What acid base and electrolyte changes are associated with hypovolemia?
• Gastric secretions contain high concentrations of H + and Cl − . Therefore vomiting and nasogastric suction often cause metabolic alkalosis. The increased filtered load of bicarbonate leads to increased delivery of sodium and bicarbonate to the collecting tubule. Because of volume depletion, aldosterone secretion is enhanced. This hyperaldosteronism enhances sodium reabsorption and potassium secretion in the collecting tubule. Therefore vomiting and nasogastric suction may also be accompanied by hypokalemia.
• Secretions from the gallbladder, pancreas, and intestines have high concentrations of bicarbonate. Losses of these fluids, as from diarrhea or external drainage, may cause normal anion gap metabolic acidosis. Because these secretions contain potassium, hypokalemia may also be present.

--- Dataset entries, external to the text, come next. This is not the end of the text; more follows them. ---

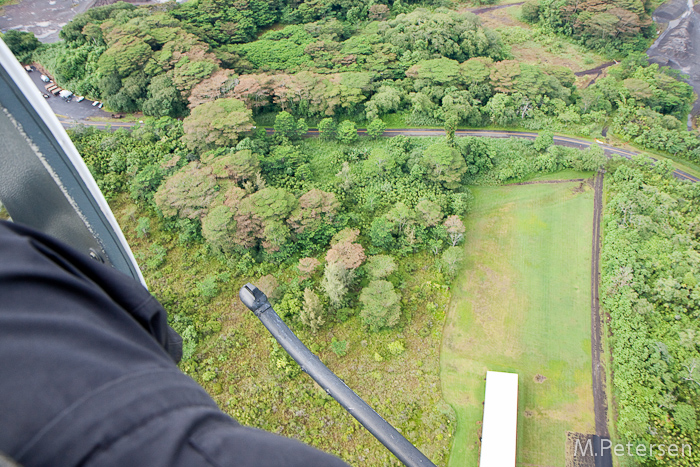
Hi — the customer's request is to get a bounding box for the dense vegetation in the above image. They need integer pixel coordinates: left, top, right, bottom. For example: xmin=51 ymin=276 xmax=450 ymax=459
xmin=61 ymin=109 xmax=603 ymax=465
xmin=601 ymin=158 xmax=700 ymax=466
xmin=19 ymin=0 xmax=700 ymax=166
xmin=3 ymin=0 xmax=700 ymax=465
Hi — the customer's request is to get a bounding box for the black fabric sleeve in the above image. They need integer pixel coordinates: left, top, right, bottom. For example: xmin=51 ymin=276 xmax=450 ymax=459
xmin=0 ymin=221 xmax=347 ymax=467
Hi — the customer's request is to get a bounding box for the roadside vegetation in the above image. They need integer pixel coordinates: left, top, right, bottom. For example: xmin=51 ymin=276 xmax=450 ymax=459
xmin=0 ymin=0 xmax=700 ymax=466
xmin=441 ymin=176 xmax=595 ymax=466
xmin=65 ymin=111 xmax=605 ymax=465
xmin=1 ymin=0 xmax=700 ymax=166
xmin=601 ymin=158 xmax=700 ymax=466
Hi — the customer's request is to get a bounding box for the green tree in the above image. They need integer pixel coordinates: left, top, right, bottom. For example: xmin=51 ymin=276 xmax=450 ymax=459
xmin=318 ymin=118 xmax=336 ymax=141
xmin=202 ymin=205 xmax=236 ymax=252
xmin=1 ymin=29 xmax=41 ymax=63
xmin=336 ymin=120 xmax=357 ymax=144
xmin=321 ymin=261 xmax=355 ymax=309
xmin=183 ymin=98 xmax=254 ymax=152
xmin=416 ymin=199 xmax=444 ymax=227
xmin=299 ymin=288 xmax=325 ymax=333
xmin=369 ymin=216 xmax=395 ymax=250
xmin=275 ymin=111 xmax=297 ymax=139
xmin=366 ymin=255 xmax=396 ymax=279
xmin=360 ymin=280 xmax=401 ymax=331
xmin=532 ymin=131 xmax=554 ymax=152
xmin=421 ymin=143 xmax=467 ymax=189
xmin=367 ymin=118 xmax=386 ymax=139
xmin=154 ymin=162 xmax=217 ymax=219
xmin=143 ymin=75 xmax=187 ymax=117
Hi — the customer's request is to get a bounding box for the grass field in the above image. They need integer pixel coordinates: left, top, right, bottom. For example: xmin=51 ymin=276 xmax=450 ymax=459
xmin=441 ymin=173 xmax=595 ymax=467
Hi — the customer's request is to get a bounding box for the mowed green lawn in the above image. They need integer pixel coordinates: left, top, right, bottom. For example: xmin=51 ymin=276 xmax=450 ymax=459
xmin=441 ymin=173 xmax=595 ymax=467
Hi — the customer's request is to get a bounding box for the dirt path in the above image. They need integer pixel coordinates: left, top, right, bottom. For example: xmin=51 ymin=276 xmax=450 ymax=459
xmin=467 ymin=2 xmax=525 ymax=15
xmin=591 ymin=172 xmax=610 ymax=438
xmin=504 ymin=178 xmax=586 ymax=186
xmin=574 ymin=62 xmax=615 ymax=76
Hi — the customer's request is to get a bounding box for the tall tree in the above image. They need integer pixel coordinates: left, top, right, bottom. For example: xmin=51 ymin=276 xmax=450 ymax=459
xmin=183 ymin=98 xmax=254 ymax=152
xmin=154 ymin=162 xmax=217 ymax=219
xmin=421 ymin=143 xmax=467 ymax=189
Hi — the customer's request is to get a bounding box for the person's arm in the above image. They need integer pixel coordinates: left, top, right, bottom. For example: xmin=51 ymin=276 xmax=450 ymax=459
xmin=0 ymin=221 xmax=347 ymax=467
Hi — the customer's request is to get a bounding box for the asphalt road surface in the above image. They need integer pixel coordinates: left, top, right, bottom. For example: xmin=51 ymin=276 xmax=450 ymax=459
xmin=29 ymin=67 xmax=700 ymax=182
xmin=27 ymin=70 xmax=110 ymax=121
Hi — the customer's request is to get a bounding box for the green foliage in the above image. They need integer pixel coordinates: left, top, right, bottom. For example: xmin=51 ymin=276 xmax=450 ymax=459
xmin=387 ymin=340 xmax=406 ymax=357
xmin=367 ymin=118 xmax=386 ymax=139
xmin=318 ymin=118 xmax=336 ymax=141
xmin=146 ymin=243 xmax=168 ymax=269
xmin=336 ymin=120 xmax=357 ymax=144
xmin=275 ymin=112 xmax=309 ymax=139
xmin=421 ymin=143 xmax=467 ymax=189
xmin=331 ymin=337 xmax=348 ymax=357
xmin=136 ymin=217 xmax=151 ymax=238
xmin=196 ymin=275 xmax=219 ymax=301
xmin=360 ymin=280 xmax=401 ymax=331
xmin=601 ymin=158 xmax=700 ymax=460
xmin=183 ymin=98 xmax=253 ymax=152
xmin=0 ymin=29 xmax=41 ymax=63
xmin=366 ymin=255 xmax=396 ymax=279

• Overuse of diuretics is typically accompanied by hypokalemia and metabolic alkalosis. Diuretics lead to contraction of the ECF volume around a constant amount of bicarbonate, leading to contraction alkalosis. Loop and thiazide diuretics increase sodium delivery to the collecting tubule. Hyperaldosteronism secondary to volume contraction promotes sodium reabsorption and potassium secretion in the collecting tubule, leading to hypokalemia.
• Osmotic diuresis from uncontrolled diabetes mellitus can cause perturbations in plasma sodium and potassium concentrations. Hyperglycemia causes movement of water from the intracellular space to the extracellular space, depressing the plasma sodium concentration. However, the plasma sodium concentration is often higher than expected because of free water loss caused by the osmotic diuresis. Osmotic diuresis from uncontrolled diabetes mellitus generally causes a large total body potassium deficit because of urinary losses from the osmotic diuresis. Despite this potassium deficit, the plasma potassium concentration is usually normal or elevated. There are two reasons for this phenomenon. Because insulin promotes uptake of potassium by cells, insulin deficiency promotes hyperkalemia. In addition, the hyperosmolality caused by hyperglycemia causes water to move out of the cells into the ECF. Potassium will be “dragged” out of the cells in a process called solvent drag. Even if the initial plasma potassium concentration is normal, then, one must monitor it closely. Insulin administration will reverse the processes described above and can lead to severe hypokalemia. Uncontrolled Type I diabetes mellitus may be accompanied by diabetic ketoacidosis.
• Diabetes insipidus leads to water losses and can cause severe hypernatremia in patients who do not have access to water.
• Any case of hypovolemia, if severe enough, can cause shock and lactic acidosis.